しかしその地方でアイドルデビューすると、確実にストーカーに着け狙われる。
こっちで引き取ってあげればストーカーも諦めるだろう。距離をおいて時期をズラせば特定は難しいはず。
「さすがに絶対とは言えんがな。距離と時間を置けば狙われる確率は下がる」
「睡蓮さんたちの事務所は大手だし、すぐに情報が出ちゃうでしょ。だったら三人を預かって生活を組み立てている連理ちゃん、あなたが適任だと思ったのよ」
亜嵐さんの脅迫めいた信頼と、檀さんの切実な雰囲気の信頼では嬉しさが違う。
いやいや浮かれるな。問題はそこじゃない。
「うちは駆け込み寺ですか」
「アイドルの卵の駆け込み寺か。そりゃいいな」
何笑ってるんだ。こっちは真剣なんだぞ。
「それで事務所盛り上げましょうか」
檀さんも悪乗りする。どうも既定路線から外れそうにない。
「連理ちゃん」
くいくいと結葉に袖を引かれた。
「その子、本当にボロボロで助けてあげたいって思ったの。物凄く疲れてて、その、だめかな」
結葉とは同い年。だからこその共感があったのかもしれない。
言い方は悪いが結葉は救われ、今はすくすくと育っている。
同い年で苦しんでいる子がいるのならば、同じように救われてほしいそうだ。
結葉が言うならとも思うが、現実的にどうなのだろうか?
部屋のことはいい。本人がここにきて住みたいと思ったんなら引っ越さなくていい。
しかし、学校はどうするんだ? 結葉も受験勉強をしているし。そういうシーズンで自由は利くのだろうか?
「時期はいつになるんですか?」
仮定の話だ。そのつもりで亜嵐さんに問いかけた。
「明日だ」
なんてこった。断るどころか迷う時間すらくれないのか。
断るなら三人と檀さんとの関係も絶つくらいの覚悟がいる話だ。交渉とかそういう話ではない。脅迫のようなものだ。
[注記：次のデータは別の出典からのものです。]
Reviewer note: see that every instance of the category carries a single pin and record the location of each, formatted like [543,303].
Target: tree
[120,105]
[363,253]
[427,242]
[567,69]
みんながその子に共感してしまっている以上、私に逃げ道はない。
一人で暮らしていた頃が懐かしい。大きくため息をついてしまう。
「はいはい、わかりました。名前もお寺さんっぽいし駆け込み寺いちじくやりまーす」
「ちゃんとやれ」
この人本当に、いつか痛い目を見せてやる。